Karena itu arti dari “Saling Mengampuni dalam Kerahiman Allah” adalah “Pengampunan yang melindungi, menghidupi, menghangatkan, memberi pertumbuhan, menjaga, menerima tanpa syarat dan membawa pengampunan itu di manapun kita berada.” Pengampunan yang berjalan searah, yang menantikan balasan dengan penuh harap dan kasih yang murni.

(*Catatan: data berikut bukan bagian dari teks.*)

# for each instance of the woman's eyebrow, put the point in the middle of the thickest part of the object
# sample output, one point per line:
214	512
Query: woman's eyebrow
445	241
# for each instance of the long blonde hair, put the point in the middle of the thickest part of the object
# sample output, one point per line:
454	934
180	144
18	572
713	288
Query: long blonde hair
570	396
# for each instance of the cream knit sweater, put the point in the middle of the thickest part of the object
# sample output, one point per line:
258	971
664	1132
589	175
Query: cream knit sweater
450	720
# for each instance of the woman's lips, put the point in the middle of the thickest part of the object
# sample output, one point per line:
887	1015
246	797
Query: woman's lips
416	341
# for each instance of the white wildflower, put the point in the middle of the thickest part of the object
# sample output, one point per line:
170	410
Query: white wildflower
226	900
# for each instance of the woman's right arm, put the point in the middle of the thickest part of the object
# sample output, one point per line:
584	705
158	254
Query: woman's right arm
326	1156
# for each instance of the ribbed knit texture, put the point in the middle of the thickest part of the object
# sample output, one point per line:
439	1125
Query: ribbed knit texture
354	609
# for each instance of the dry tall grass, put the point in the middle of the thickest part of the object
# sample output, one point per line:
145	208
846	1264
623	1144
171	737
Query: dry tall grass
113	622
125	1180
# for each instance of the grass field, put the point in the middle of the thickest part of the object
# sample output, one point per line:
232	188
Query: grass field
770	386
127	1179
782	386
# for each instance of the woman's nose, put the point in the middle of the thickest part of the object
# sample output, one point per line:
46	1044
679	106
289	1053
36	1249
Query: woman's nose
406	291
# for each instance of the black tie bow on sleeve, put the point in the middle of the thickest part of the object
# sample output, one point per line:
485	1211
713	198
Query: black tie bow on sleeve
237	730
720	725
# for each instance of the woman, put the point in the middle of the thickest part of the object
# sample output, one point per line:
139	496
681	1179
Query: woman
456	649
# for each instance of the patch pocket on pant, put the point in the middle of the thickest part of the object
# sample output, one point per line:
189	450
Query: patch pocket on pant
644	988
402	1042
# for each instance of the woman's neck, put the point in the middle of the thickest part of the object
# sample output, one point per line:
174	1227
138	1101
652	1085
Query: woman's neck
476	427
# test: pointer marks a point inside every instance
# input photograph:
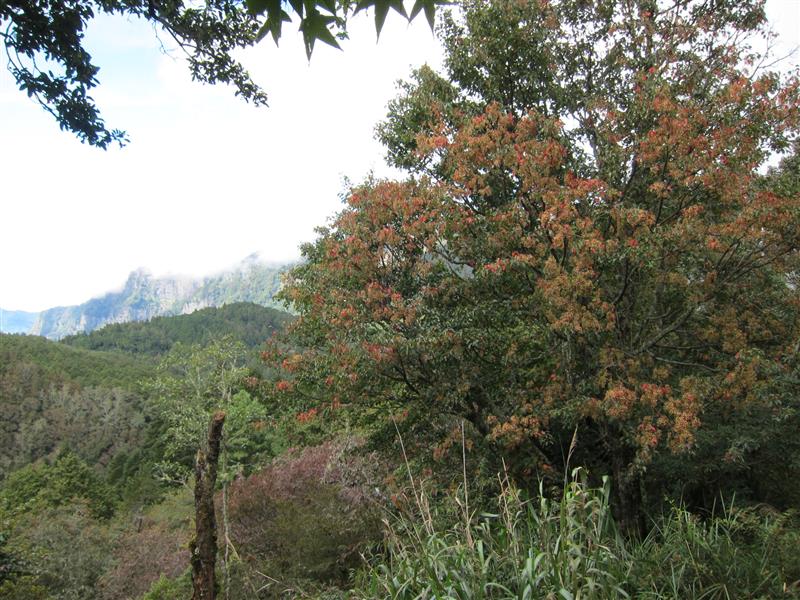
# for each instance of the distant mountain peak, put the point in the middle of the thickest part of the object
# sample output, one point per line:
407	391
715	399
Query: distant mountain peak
144	296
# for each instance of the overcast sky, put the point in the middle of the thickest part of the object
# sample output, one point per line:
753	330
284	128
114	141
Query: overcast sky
206	179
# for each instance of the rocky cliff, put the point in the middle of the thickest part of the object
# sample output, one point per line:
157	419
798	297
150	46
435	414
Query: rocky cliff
144	297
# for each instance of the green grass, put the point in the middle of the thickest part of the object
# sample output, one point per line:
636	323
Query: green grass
569	548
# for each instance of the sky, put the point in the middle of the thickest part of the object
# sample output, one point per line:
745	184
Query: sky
206	179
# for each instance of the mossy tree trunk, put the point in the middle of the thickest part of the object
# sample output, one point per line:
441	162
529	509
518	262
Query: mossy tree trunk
204	545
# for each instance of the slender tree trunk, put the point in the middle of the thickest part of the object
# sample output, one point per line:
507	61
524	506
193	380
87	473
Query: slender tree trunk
204	545
628	496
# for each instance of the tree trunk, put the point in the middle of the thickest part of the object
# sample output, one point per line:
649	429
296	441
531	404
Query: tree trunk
204	545
628	495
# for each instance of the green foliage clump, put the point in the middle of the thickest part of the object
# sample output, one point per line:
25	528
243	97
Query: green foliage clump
66	551
151	553
571	548
43	486
191	383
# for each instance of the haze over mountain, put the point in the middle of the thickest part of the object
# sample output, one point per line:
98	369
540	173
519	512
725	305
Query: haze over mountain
144	296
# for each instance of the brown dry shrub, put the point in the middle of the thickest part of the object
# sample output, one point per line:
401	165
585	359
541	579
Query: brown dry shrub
154	544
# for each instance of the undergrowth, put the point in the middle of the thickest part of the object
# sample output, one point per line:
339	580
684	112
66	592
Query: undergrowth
570	548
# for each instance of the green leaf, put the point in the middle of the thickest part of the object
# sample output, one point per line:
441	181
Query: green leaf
297	6
257	7
329	5
381	10
429	6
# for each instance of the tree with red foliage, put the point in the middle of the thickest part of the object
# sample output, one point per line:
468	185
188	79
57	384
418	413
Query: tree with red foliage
586	243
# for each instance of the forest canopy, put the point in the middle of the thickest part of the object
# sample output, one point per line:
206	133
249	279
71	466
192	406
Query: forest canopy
585	259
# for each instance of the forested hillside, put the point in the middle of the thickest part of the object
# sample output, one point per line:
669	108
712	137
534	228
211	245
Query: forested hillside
248	323
144	297
559	359
53	397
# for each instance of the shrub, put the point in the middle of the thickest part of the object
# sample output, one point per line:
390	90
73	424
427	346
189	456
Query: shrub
152	548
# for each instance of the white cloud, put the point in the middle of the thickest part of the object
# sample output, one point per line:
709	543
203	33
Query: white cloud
207	178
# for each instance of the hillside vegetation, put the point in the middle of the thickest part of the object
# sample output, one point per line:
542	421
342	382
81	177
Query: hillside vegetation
248	323
559	359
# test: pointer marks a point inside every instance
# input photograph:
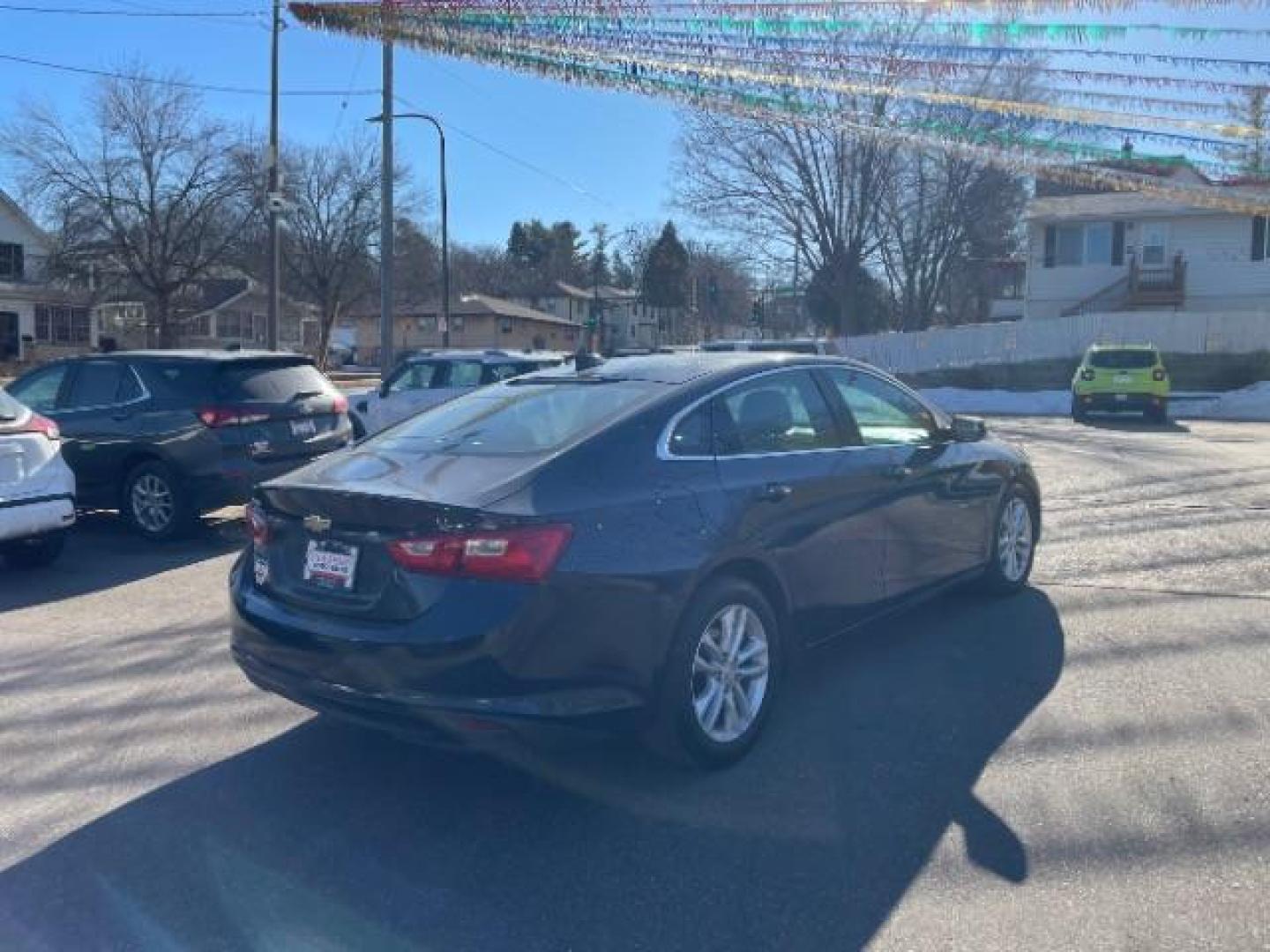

Seperti yang digambarkan dalam berita Injil Lukas, bagaimana cinta kasih sang ayah kepada si bungsu yang telah berlaku jahat terhadap ayahnya; si bungsu yang sudah menyia-nyiakan harta kekayaan jerih lelah ayahnya untuk berfoya-foya dan hidup dalam dosa. Tetapi sang ayah tetap mencurahkan pengampunan itu dan mempersiapkan hatinya untuk menyambut kembali si bungsu “yang terhilang”. Dan ketika si bungsu pulang kembali dalam keadaannya yang telah habis-habisan, dari kejauhan sang ayah segera menyambutnya dan memulihkan kembali kehidupan si bungsu. Artinya : sang ayah telah menantikan pulangnya kembali si bungsu sejak lama. Itulah Kerahiman Allah, yaitu cinta kasih-Nya yang mengampuni dan memulihkan.

Demikian pada masa pra paska ke-4 ini kita diajak untuk memiliki hati seperti hati Bapa, yang mau mengampuni dan bersedia menantikan pertobatan mereka yang jatuh dalam dosa, dengan penuh kesabaran, ketabahan dan penantian untuk memulihkan. Apakah mereka adalah orangtua kita, anak kita, atau saudara dan kenalan kita bahkan orang yang tidak kita kenal, sediakanlah pengampunan dalam Kerahiman Allah, sebab kita sendiri telah diampuni di dalam kehangatan kasih Tuhan, Sang Bapa yang Baik. Amin.